Please excuse the poor-quality photo. We had our chopsticks poised and ready to go when I remembered that I wanted to take a quick picture. 🙂
This is also a meal that allows us to cook together. Our kitchen is so small that there really is no way to get two people in there at once. With sushi night, I’ve been taking over all the make-ahead meal components and Jeremy has been artfully composing the nigiri once we are ready to eat. I think I’m going to use some of my winter break to learn more about Japanese cuisine that I can cook at home. Stay tuned for more on that!
My first venture outside the realm of sushi rice was when I made Spinach Ohitashi last week. The recipe was fast and simple and the ingredients were already in my pantry. Cooking a new type of cuisine can be intimidating and so it felt nice to start small. The simplicity of this dish made me feel that I could tackle it without any mishaps and the simple, healthy flavors were a wonderful complement to the tasty sushi we enjoyed.
Dan likes sushi night, too.
– 4 cups spinach, rinsed
– 2 tsp soy sauce
– 1 tsp sesame oil
– 1 tsp toasted sesame seeds
1. In a large pot, bring plenty of salted water to a boil. Add all the spinach at once and cook until tender, 2-3 minutes.

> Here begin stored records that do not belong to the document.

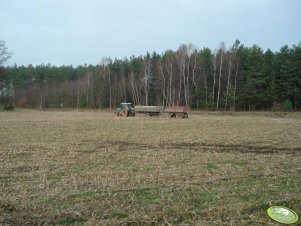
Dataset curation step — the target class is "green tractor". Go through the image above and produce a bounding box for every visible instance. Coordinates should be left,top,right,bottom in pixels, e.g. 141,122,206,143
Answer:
114,103,135,117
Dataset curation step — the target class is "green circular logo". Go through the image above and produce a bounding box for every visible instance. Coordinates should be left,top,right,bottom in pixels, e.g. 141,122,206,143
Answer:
267,206,298,224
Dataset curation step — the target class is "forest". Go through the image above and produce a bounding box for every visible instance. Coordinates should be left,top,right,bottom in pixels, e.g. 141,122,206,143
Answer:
0,40,301,111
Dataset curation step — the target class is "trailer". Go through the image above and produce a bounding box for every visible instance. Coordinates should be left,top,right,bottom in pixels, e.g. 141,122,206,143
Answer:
114,103,191,118
164,106,191,118
135,105,164,116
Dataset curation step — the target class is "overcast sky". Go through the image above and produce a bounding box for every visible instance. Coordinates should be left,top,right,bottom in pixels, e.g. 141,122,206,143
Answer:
0,0,301,66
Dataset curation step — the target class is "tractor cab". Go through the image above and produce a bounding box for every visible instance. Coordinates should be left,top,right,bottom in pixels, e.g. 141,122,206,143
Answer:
120,103,132,110
114,103,135,117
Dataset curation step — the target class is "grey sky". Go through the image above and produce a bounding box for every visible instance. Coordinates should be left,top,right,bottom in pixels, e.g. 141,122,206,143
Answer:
0,0,301,66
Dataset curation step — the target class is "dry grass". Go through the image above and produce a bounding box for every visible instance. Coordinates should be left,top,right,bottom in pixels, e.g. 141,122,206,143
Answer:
0,110,301,225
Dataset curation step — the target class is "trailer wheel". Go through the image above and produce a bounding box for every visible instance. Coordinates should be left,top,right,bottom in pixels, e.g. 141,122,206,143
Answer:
121,109,129,117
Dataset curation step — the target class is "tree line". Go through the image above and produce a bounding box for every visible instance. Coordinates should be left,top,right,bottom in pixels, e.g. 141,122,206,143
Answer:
0,40,301,110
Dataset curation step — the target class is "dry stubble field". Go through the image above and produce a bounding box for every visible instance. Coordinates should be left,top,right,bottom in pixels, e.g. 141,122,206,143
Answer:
0,110,301,225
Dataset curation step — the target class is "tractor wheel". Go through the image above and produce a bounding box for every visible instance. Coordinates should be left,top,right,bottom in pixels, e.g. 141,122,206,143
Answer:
121,109,129,117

2. Drain spinach and quickly submerge in ice cold water to shock it. Remove from water and carefully squeeze out excess water. It may take several minutes of squeezing to get out most of the water.
3. With a fork or your fingers, separate the spinach a bit so it is not too compact. Add soy sauce and sesame oil and mix.
4. Transfer spinach to serving bowls and sprinkle with sesame seeds.